Purpose: Tormentic acid has been shown to exert remarkable anti-cancer potential against different cancer cell types. In this study, the anti-cancer potential of tormentic acid was examined in cisplatin-resistant cervical cancer cells (HeLa cells). Further, the effects of tormentic acid on cell cycle, reactive oxygen species (ROS) production, and mTOR/PI3K/AKT signalling pathway were evaluated as well. Methods: Cell viability was evaluated by MTT assay and its impact on mTOR/PI3K/AKT signalling pathway was estimated via western blot assay.
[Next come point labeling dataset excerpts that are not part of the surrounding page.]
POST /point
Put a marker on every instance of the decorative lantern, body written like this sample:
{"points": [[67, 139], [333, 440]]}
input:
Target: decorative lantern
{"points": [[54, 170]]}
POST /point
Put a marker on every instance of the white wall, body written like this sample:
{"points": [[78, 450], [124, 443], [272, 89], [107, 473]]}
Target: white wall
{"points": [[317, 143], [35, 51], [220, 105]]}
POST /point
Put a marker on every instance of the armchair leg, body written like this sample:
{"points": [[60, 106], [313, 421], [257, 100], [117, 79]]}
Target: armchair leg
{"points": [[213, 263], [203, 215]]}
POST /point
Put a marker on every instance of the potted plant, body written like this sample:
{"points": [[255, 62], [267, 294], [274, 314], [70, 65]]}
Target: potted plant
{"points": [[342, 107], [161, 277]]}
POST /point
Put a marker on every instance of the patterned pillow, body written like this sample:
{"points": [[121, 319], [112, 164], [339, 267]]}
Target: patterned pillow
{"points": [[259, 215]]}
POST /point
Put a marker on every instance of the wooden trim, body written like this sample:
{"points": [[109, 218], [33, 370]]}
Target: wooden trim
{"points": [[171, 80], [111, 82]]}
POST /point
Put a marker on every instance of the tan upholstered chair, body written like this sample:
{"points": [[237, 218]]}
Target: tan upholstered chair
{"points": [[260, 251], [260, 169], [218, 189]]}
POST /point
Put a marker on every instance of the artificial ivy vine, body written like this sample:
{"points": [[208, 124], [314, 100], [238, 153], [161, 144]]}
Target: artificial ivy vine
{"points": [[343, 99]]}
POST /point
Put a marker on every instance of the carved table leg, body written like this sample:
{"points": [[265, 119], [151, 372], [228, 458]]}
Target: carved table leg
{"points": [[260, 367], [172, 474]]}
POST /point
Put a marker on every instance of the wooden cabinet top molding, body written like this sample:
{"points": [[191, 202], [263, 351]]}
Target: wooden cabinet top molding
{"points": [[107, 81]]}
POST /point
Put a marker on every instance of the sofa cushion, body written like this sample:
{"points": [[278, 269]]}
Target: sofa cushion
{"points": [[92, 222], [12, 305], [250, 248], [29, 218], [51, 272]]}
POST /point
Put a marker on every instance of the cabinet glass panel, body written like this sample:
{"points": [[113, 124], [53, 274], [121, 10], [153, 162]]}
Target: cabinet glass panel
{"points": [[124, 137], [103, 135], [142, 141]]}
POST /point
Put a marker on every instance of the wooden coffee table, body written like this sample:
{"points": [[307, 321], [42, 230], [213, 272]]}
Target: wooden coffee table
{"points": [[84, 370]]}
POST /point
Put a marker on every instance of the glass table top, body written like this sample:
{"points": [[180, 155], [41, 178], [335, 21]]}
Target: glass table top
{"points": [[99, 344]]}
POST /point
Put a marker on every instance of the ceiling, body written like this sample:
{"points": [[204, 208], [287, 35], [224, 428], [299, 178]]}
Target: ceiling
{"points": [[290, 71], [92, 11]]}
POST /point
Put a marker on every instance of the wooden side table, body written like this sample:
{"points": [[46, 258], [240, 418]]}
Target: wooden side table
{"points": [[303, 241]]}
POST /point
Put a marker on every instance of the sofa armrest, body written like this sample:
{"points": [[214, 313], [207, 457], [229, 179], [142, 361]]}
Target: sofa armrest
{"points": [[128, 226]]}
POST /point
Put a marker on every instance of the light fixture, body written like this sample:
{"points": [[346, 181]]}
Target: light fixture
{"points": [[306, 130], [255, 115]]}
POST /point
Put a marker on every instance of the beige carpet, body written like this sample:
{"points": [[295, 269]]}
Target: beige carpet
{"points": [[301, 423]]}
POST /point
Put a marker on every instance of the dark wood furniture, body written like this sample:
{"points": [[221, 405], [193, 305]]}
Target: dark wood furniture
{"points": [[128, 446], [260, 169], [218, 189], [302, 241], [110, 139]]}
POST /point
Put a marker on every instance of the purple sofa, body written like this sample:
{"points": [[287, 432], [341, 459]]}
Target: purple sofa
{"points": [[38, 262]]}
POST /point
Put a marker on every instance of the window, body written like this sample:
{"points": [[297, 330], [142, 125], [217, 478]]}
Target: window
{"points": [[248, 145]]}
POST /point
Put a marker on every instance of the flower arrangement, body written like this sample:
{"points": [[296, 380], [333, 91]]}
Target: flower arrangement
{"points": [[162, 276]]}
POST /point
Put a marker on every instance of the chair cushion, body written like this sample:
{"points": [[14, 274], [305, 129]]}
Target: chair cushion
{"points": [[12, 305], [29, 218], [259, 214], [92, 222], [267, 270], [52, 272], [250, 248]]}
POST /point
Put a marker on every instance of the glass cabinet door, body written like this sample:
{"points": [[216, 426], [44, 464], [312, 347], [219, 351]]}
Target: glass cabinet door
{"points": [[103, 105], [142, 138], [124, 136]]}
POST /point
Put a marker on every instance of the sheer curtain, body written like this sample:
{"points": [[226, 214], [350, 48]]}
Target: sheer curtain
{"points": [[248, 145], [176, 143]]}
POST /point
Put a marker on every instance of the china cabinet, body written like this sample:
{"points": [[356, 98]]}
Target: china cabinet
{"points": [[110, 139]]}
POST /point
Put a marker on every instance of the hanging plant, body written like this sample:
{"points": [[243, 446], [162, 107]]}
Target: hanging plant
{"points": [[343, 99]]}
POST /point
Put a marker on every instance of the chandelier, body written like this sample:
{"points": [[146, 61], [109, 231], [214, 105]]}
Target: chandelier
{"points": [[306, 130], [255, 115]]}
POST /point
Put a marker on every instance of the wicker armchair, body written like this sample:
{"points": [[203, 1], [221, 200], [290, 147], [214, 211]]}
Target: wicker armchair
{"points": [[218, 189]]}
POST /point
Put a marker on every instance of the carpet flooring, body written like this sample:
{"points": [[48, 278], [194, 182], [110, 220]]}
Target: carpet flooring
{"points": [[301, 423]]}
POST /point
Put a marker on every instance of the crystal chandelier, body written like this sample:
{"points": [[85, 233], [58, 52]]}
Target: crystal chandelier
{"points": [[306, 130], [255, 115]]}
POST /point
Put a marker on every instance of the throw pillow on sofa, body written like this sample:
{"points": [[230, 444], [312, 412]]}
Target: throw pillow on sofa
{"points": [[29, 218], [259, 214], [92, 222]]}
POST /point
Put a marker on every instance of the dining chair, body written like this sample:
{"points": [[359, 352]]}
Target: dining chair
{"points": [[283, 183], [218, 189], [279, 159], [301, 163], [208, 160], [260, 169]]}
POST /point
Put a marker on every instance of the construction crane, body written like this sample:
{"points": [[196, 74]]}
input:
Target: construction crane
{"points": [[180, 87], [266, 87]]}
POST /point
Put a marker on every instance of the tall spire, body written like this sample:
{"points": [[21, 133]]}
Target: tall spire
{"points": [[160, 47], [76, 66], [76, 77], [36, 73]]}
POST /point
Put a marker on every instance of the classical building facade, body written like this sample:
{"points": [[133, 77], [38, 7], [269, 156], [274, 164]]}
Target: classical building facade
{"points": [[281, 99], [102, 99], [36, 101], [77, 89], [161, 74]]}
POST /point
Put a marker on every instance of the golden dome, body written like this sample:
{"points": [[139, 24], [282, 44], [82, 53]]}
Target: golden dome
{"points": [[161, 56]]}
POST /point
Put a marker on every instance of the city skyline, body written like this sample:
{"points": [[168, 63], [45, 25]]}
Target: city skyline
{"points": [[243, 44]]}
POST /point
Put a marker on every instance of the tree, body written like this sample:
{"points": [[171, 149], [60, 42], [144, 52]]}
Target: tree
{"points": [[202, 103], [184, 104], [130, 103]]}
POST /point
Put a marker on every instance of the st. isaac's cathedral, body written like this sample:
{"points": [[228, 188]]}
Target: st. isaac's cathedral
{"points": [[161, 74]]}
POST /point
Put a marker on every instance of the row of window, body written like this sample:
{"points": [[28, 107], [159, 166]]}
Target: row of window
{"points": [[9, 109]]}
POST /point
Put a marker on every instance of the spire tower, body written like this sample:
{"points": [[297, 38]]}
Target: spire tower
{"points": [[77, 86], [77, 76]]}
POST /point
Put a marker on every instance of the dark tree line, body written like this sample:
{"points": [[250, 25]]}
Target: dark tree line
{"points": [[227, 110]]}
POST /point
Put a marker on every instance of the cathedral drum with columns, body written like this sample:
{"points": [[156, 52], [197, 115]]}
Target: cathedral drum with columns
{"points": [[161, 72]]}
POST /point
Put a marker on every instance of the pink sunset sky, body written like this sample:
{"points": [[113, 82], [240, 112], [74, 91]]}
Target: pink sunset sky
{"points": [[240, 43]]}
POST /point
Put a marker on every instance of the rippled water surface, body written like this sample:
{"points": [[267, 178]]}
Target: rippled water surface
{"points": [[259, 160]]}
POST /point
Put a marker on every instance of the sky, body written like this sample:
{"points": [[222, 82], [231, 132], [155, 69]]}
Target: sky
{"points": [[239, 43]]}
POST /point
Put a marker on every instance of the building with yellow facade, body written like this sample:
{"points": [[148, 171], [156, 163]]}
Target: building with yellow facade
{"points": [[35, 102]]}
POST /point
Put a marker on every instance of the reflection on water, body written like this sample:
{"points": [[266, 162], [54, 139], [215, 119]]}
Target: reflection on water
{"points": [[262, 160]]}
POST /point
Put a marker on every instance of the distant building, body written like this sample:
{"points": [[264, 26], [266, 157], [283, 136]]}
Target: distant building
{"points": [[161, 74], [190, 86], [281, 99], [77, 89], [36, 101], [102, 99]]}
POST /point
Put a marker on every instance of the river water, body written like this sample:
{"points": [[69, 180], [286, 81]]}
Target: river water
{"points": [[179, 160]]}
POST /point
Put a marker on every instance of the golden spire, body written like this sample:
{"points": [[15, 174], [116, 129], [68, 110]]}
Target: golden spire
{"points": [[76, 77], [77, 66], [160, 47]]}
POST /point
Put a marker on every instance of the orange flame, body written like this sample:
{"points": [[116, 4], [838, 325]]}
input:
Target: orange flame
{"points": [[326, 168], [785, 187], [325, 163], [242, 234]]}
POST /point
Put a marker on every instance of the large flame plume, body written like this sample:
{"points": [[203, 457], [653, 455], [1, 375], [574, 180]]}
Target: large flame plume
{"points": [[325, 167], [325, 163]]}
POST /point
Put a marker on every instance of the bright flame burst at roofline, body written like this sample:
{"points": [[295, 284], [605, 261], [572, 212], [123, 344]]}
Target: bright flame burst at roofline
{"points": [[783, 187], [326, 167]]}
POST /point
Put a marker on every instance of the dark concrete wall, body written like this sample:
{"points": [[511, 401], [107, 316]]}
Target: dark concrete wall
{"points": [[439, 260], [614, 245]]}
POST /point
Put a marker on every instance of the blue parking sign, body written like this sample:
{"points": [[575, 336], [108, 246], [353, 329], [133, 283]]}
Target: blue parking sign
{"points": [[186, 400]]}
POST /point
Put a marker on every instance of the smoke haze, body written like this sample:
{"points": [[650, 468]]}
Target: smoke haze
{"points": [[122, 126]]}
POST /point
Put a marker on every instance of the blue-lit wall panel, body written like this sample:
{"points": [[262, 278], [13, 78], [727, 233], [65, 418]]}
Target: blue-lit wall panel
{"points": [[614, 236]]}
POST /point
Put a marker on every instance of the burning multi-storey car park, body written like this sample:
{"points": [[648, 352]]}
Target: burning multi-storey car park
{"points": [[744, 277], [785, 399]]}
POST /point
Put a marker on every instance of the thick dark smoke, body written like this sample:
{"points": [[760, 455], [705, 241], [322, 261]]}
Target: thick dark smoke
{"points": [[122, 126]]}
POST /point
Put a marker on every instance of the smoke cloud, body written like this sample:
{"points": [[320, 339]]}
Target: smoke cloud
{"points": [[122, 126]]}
Colony formation was analysed through clonogenic assay and phase-contrast microscopy was used for the determination of apoptotic cell morphology along with DAPI staining. Fluorescence-activated cell sorting was performed for cell cycle analysis and ROS production was monitored by fluorescence microscopy. Results: The results indicated that tormentic acid significantly suppresses the proliferation of HeLa cells. These antiproliferative effects of tormentic acid were dose-dependent. Clonogenic assay revealed anti-colony formation potential of tormentic acid. Tormentic acid also induced remarkable morphological changes in HeLa cells, indicative of apoptosis. Further, DAPI staining assay showed formation of apoptotic bodies along with dead cells bearing apoptotic nuclei. Western blotting showed impressive increase in the expressions of pro-apoptotic proteins and decreased expression of anti-apoptotic proteins. Fluorescence-activated cell sorting (FACS) analysis revealed that tormentic acid induced G2/M phase cell cycle arrest and its effectiveness increased with increased doses. Fluorescence intensity indicated amplified ROS production after tormentic acid exposure. The expression of tormentic acid on mTOR/PI3K/AKT pathway revealed blocking of this pathway with a concentration-dependent manner. Conclusions: The outcomes of the present investigation suggest that tormentic acid-induced apoptotic effects in cisplatin-resistant HeLa cells were mediated via cell cycle arrest, ROS production and targeting of mTOR/PI3K/AKT signalling pathway. Thus, tormentic acid may be considered as a lead molecule in cancer therapeutics.